Dan Jarvis is a terrific guy — a bit cocky maybe, but sincere. If there’s one thing that worries me about him as next Labour leader, say, or PM, it’s that he was prepared to vote to intervene in Libya despite knowing how ill prepared the government was. ‘It cost me a lot of sleep,’ he says. ‘I knew the government’s plan was just to keep bombing and hope for the best.’ So why vote for it? He never really explains.
Back down the hill, in Pollyanna, Rita has another more pertinent worry. ‘They’re grooming him to be leader, aren’t they?’ she says, gleeful like a child. ‘Well, he’s very nice, but I just hope he understands business. We had Ed Miliband here the other day and do you know what he said? He said he was going to make it harder for employers to sack people. Harder! And that was supposed to be a good thing! Honestly, does he think employers want to sack good people? I hope Dan sees how daft that is.’ I do, too, I tell her.
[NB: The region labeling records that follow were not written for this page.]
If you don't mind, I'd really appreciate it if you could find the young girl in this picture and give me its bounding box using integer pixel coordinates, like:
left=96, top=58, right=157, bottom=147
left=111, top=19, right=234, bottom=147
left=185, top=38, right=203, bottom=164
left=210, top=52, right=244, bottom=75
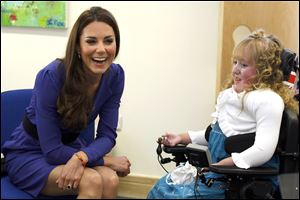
left=148, top=30, right=299, bottom=198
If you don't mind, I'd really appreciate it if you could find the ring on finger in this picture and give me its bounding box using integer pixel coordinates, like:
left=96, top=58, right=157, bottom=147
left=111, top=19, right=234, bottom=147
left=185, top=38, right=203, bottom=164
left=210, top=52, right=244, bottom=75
left=67, top=184, right=72, bottom=190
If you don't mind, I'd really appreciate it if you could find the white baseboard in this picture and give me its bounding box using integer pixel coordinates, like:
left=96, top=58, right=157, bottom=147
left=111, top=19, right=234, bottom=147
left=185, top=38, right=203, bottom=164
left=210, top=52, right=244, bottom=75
left=118, top=175, right=158, bottom=199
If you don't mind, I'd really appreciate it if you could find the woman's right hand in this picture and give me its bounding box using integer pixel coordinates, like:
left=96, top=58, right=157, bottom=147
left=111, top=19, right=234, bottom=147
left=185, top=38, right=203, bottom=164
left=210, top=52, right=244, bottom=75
left=162, top=133, right=181, bottom=147
left=56, top=154, right=84, bottom=190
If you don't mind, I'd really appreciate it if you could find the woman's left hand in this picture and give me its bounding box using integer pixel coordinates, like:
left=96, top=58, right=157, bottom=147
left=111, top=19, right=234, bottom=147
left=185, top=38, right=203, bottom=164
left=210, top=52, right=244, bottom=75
left=56, top=155, right=84, bottom=190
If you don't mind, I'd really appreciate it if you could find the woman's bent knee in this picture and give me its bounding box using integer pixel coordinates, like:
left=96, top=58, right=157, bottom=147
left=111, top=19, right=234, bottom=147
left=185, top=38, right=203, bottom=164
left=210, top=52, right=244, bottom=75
left=79, top=169, right=104, bottom=198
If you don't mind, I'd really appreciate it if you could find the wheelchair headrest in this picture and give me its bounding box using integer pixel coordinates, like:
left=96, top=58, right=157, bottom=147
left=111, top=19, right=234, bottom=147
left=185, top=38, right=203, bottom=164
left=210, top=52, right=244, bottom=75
left=279, top=48, right=299, bottom=81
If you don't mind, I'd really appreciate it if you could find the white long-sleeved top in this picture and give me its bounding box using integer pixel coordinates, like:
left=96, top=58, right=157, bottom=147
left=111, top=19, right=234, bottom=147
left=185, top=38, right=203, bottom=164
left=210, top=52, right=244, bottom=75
left=188, top=88, right=284, bottom=169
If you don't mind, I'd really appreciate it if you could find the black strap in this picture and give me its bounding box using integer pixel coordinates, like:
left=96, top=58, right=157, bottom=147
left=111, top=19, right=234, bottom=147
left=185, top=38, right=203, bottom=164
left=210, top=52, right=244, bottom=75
left=23, top=115, right=80, bottom=144
left=205, top=124, right=212, bottom=142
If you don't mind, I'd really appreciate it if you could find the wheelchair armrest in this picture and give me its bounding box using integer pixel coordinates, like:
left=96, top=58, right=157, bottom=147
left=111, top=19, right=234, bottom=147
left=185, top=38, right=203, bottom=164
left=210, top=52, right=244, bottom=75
left=209, top=165, right=279, bottom=176
left=163, top=144, right=186, bottom=154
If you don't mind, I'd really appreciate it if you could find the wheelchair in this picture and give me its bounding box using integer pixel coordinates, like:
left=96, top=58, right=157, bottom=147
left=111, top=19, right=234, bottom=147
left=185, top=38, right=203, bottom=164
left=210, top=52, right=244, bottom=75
left=156, top=108, right=299, bottom=199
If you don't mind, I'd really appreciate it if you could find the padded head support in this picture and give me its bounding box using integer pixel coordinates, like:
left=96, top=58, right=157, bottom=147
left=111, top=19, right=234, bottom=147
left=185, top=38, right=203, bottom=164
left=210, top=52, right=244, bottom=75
left=279, top=48, right=297, bottom=81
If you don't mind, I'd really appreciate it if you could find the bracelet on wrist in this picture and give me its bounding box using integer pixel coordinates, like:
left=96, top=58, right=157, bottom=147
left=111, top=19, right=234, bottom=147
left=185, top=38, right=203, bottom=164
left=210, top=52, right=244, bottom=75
left=75, top=153, right=87, bottom=167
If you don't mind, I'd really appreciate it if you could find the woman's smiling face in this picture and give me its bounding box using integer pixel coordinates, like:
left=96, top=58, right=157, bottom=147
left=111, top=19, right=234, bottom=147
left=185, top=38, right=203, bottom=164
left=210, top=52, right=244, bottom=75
left=78, top=21, right=116, bottom=75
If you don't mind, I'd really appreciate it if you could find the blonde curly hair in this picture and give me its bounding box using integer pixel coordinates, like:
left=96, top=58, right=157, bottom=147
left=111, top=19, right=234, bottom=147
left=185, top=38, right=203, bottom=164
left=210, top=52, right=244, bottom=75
left=223, top=29, right=299, bottom=115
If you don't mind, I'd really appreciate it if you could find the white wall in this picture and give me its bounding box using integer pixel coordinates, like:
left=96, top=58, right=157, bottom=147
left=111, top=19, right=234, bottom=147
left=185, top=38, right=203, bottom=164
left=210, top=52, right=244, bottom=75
left=1, top=1, right=219, bottom=177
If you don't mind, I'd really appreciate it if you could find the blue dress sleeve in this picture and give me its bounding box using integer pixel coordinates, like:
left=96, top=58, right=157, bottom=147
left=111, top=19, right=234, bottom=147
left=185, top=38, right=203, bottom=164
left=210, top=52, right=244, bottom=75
left=82, top=65, right=125, bottom=165
left=34, top=66, right=78, bottom=165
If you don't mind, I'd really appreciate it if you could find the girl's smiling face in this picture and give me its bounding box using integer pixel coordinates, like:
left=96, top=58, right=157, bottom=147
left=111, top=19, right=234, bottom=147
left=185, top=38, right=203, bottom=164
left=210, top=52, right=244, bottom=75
left=232, top=48, right=256, bottom=93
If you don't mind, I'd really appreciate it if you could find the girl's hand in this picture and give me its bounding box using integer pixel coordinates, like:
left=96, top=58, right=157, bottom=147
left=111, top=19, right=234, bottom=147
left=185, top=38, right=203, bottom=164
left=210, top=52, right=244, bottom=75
left=103, top=156, right=131, bottom=177
left=162, top=133, right=181, bottom=147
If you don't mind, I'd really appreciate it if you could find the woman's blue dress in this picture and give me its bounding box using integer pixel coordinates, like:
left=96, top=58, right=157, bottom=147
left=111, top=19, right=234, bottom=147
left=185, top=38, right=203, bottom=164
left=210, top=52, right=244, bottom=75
left=2, top=59, right=124, bottom=197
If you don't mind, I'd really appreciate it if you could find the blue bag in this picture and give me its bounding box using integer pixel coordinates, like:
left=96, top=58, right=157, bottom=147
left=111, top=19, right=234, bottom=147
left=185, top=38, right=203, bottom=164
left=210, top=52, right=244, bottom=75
left=147, top=173, right=225, bottom=199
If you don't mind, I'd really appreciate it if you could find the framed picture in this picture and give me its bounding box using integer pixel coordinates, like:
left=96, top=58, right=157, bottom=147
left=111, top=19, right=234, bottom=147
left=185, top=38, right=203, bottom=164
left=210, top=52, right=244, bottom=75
left=1, top=1, right=67, bottom=29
Back in London, as I’m rhapsodising about Dan’s guts and determination, a clever friend warns me that army types have one fatal flaw: they think, he says, that with a good team and a good leader, you can solve anything. That everything is an engineering problem. But if you’ve any experience of running business, you’ll know that sometimes government must just get out of the way. There’s no top-down solution.
Does Dan understand this? I’m not quite sure. He’s got the conviction — no problem. ‘If I won the lottery tomorrow, I would undoubtedly still do this job,’ he says, ‘I care about my constituents, and the country, passionately.’ I believe him. But I think he will only rise to the very top if he listens to Rita.